Vaginitis is one of the most common gynecologic problems seen in ambulatory practice. Join us in discussing the differential diagnosis, which includes not only a vaginal infection, but also cervicitis, a physiologic discharge, atrophic vaginitis, and iatrogenic vaginitis. A precise diagnosis can be achieved with a careful history, focused examination, and skilled use of the office laboratory. This talk will pave the way to an accurate diagnosis, after which, effective therapy can be prescribed.
Acute low back pain is a common reason for a patient to visit their primary care provider. Most back symptoms are usually self-limited. History and physical examination typically provide clues to the rare, but potentially serious causes of low back pain. The differential diagnosis will be explored and appropriate use of diagnostic testing, including x-rays, will be discussed. Participants will review current recommendations and treatment algorithms, and learn when it is appropriate to consider specialty referral.
Failure to prescribe anticoagulation to prevent stroke in high-risk atrial fibrillation (AF) patients is a persistent and pervasive problem. Despite a multitude of evidence-based clinical practice guidelines, and five effective oral anticoagulants for stroke prevention, at least 30% of these patients remain unprotected. This talk will focus on understanding the root causes of the failure to prevent stroke crisis. The role of antithrombotic therapy, in particular direct oral anticoagulants, will be reviewed. Strategies for implementation of best practices for stoke prevention in AF will be highlighted.

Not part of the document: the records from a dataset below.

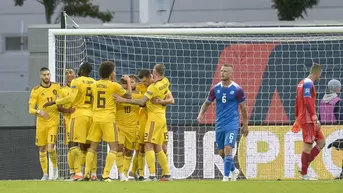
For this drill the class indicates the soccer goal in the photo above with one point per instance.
(268, 64)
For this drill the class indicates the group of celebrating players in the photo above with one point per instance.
(129, 116)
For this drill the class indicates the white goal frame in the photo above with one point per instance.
(178, 31)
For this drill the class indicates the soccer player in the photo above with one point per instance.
(146, 79)
(127, 123)
(67, 110)
(228, 96)
(104, 117)
(306, 119)
(155, 122)
(47, 121)
(81, 99)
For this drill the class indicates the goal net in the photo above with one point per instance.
(268, 64)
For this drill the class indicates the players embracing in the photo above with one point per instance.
(156, 96)
(229, 97)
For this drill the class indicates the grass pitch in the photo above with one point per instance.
(180, 186)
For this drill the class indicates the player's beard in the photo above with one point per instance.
(224, 78)
(46, 81)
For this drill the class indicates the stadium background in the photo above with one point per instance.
(269, 96)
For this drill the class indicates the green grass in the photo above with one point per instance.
(182, 186)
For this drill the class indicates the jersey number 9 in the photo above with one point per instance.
(101, 102)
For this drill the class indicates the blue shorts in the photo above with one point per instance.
(226, 138)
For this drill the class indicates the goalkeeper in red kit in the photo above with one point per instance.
(307, 120)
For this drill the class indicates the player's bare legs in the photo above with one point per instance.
(53, 158)
(127, 161)
(91, 157)
(228, 161)
(75, 153)
(308, 155)
(83, 148)
(141, 162)
(165, 150)
(120, 162)
(151, 150)
(110, 159)
(43, 160)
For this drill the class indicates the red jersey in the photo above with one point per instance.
(305, 101)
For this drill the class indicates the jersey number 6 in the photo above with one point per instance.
(101, 102)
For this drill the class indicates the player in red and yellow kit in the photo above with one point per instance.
(306, 119)
(104, 117)
(47, 121)
(67, 110)
(127, 119)
(156, 92)
(81, 99)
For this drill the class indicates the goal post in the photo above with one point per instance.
(268, 63)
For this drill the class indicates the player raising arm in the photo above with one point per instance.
(306, 119)
(228, 96)
(47, 121)
(104, 116)
(156, 120)
(81, 99)
(67, 110)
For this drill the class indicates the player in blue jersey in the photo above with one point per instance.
(228, 96)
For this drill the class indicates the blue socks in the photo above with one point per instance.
(228, 165)
(233, 166)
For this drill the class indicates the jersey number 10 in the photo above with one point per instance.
(224, 99)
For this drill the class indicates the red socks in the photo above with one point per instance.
(306, 159)
(314, 152)
(304, 162)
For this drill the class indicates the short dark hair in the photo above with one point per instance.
(106, 68)
(315, 68)
(160, 69)
(86, 68)
(144, 73)
(44, 69)
(133, 76)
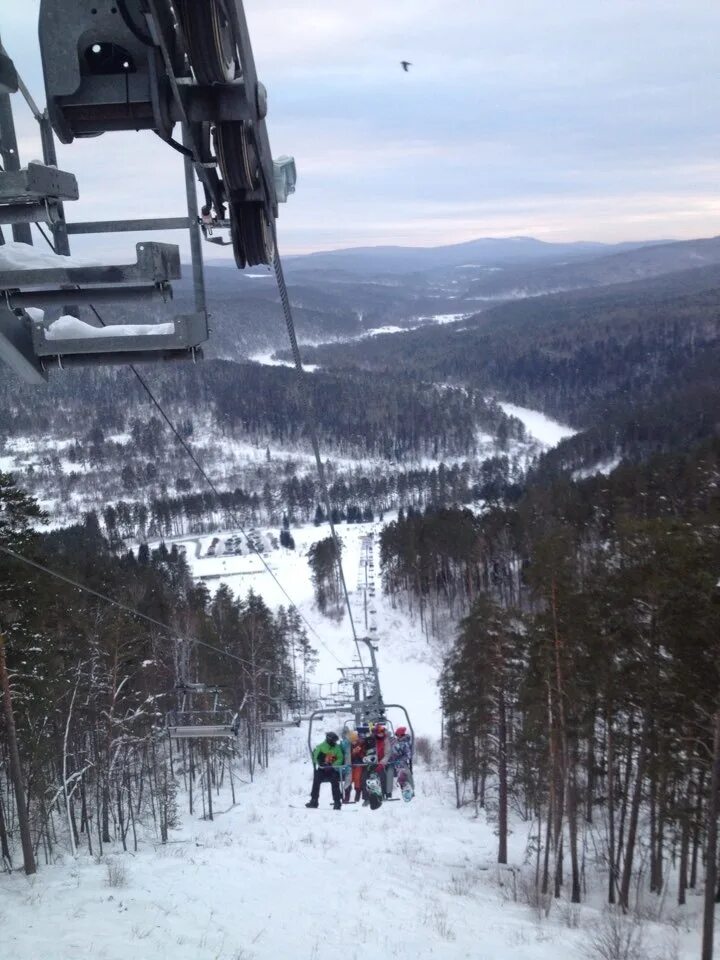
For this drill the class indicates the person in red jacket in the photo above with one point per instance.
(383, 742)
(357, 752)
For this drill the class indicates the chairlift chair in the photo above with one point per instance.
(188, 723)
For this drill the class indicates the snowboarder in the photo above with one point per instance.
(383, 741)
(402, 763)
(372, 792)
(346, 746)
(328, 760)
(357, 752)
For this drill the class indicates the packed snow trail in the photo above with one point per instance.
(270, 880)
(266, 881)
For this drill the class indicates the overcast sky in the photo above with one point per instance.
(560, 119)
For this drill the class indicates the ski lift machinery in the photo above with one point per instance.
(365, 705)
(143, 65)
(190, 723)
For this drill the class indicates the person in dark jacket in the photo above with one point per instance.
(329, 760)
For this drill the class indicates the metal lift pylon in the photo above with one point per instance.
(135, 65)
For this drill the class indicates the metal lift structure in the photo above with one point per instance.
(142, 65)
(200, 715)
(364, 702)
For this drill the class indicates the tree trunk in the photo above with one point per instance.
(572, 823)
(634, 817)
(711, 848)
(15, 767)
(502, 778)
(612, 872)
(697, 830)
(4, 846)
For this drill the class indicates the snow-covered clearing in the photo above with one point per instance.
(605, 467)
(269, 880)
(408, 665)
(269, 359)
(546, 431)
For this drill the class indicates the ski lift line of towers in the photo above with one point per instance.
(358, 695)
(134, 66)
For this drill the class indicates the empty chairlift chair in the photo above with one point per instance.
(192, 722)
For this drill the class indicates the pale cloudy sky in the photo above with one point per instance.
(561, 119)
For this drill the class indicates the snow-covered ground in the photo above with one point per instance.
(547, 432)
(408, 665)
(270, 880)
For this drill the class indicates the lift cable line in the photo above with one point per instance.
(181, 440)
(305, 394)
(119, 604)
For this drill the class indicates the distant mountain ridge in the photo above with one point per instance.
(483, 252)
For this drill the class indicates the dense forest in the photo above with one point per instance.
(634, 367)
(581, 688)
(92, 683)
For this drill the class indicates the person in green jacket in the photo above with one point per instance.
(328, 759)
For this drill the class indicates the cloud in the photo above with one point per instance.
(564, 120)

In the United States, over six million children have asthma and over 130,000 children are hospitalized yearly due to asthma exacerbations. Children with difficult-to-treat and/or severe asthma have the highest morbidity and mortality. In addition to ensuring assessment and management per existing guidelines, there is a need for more precise and personalized approaches to asthma management for these patients. This includes identification of phenotypes and tailoring medication choice based on underlying pathophysiology. This talk will address the fundamentals of identifying difficult-to-treat and severe asthma patients and outline steps to create a comprehensive asthma assessment and management plan.